Tiene que detenerse, ahogado por el asma, descender con pena de la yegua, asfixiándose, y hundir piadosamente el rostro en el lomo de su montadura. Pero a pesar de todo dice:

—Mi destino es mío.

IV

Inocencio Mansalvo dijo desde que lo vio llegar al campamento: —Ese hombre vino aquí a morirse.

Como Pedro era un muchachito de apenas once años y muy lejos todavía de tutearse con el valiente Inocencio oriundo de Torreón Coahuila, no entendió muy bien qué cosa quiso decir. Pero ya desde entonces lo respetaba mucho. Si el Mansalvo ese era un león en el combate, era más fiero adivinando la suerte de la gente.
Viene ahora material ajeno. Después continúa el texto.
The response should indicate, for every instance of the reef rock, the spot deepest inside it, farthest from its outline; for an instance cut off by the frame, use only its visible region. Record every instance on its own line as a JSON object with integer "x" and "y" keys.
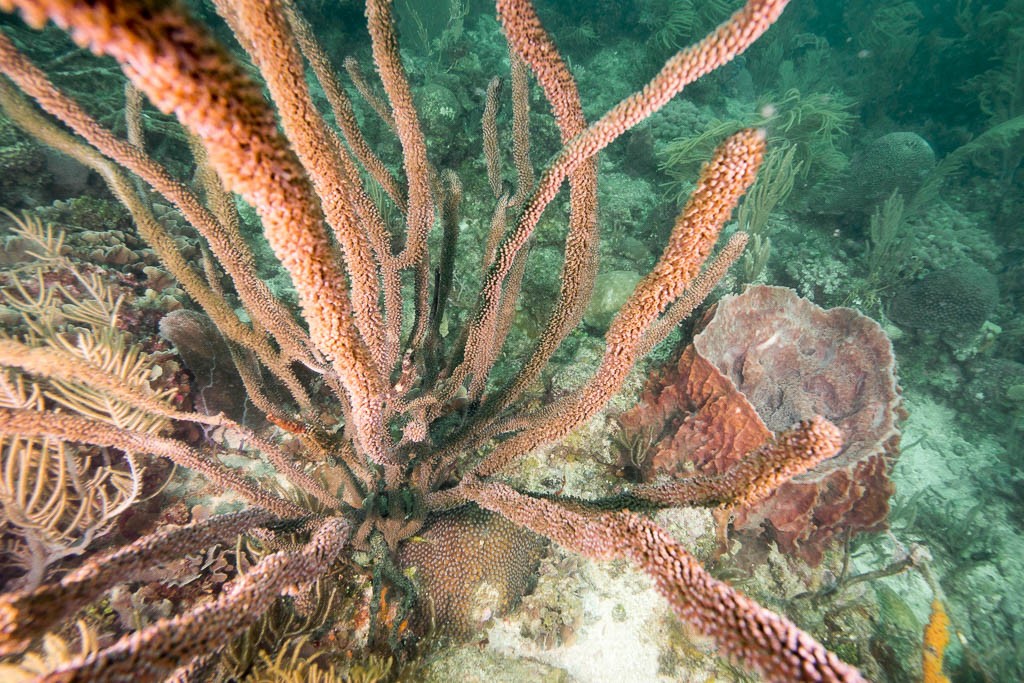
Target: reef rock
{"x": 766, "y": 359}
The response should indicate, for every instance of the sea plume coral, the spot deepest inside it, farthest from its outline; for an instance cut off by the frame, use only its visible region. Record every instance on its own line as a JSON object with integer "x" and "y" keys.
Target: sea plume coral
{"x": 399, "y": 460}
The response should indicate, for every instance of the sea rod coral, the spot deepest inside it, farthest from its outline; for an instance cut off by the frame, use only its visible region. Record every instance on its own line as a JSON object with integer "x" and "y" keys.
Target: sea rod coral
{"x": 406, "y": 453}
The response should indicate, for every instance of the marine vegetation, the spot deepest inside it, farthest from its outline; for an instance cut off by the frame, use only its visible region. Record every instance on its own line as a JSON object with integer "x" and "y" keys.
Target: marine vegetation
{"x": 396, "y": 411}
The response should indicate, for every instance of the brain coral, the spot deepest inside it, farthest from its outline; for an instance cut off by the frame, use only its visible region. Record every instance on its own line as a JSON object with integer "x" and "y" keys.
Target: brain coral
{"x": 463, "y": 590}
{"x": 953, "y": 301}
{"x": 766, "y": 359}
{"x": 895, "y": 162}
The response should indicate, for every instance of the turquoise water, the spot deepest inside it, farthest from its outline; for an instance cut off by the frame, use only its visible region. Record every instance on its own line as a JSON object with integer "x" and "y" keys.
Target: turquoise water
{"x": 891, "y": 185}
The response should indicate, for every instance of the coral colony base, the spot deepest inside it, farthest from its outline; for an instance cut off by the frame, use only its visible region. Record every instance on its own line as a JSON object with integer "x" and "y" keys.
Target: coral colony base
{"x": 387, "y": 428}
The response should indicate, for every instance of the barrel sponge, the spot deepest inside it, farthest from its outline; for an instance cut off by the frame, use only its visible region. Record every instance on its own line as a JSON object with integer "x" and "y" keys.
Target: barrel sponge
{"x": 952, "y": 301}
{"x": 468, "y": 565}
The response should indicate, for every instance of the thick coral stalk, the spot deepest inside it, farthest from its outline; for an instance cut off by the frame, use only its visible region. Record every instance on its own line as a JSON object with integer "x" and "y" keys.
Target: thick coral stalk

Y eso que el gringo viejo le resultó más valiente que nadie en las batallas que peleó aquí en Chihuahua. Quizás Mansalvo le adivinó una valentía suicida desde que lo vio entrar y por ello dijo lo que dijo.

—Ese gringo viene montando su caballo como si ya fuera a entrarle a los trancazos aquí mismo, como si viniera a echarnos bravatas aunque luego todos le cáigamos encima y lo hagamos picadillo.

—Se ve que es hombre de honor; monta sin intenciones traperas —dijo el coronelito Frutos García, cuyo padre era español—. Luego luego se ve.

—Les digo que viene a morirse —insistió Inocencio. 

—Pero con honor —repitió el coronelito.

—Yo no sé si con honor, toda vez que es gringo. Pero a morirse sí —dijo otra vez Mansalvo—. ¿Qué puede esperar un gringo aquí entre nosotros sino eso, la muerte?

—¿Por qué ha de morirse a fuerzas?

A Inocencio le brillaron tanto los dientes que hasta los ojos se le pusieron verdecitos. —Nomás porque cruzó la frontera. ¿No es ésa razón de sobra?

—No, qué va —se rió la Garduña, una horrenda puta de Durango que vino a unirse a la tropa siendo la única profesional entre las soldaderas decentes que seguían a las fuerzas de mi general Arroyo—: —ése lo que viene es rezando. Ha de ser hombre santo.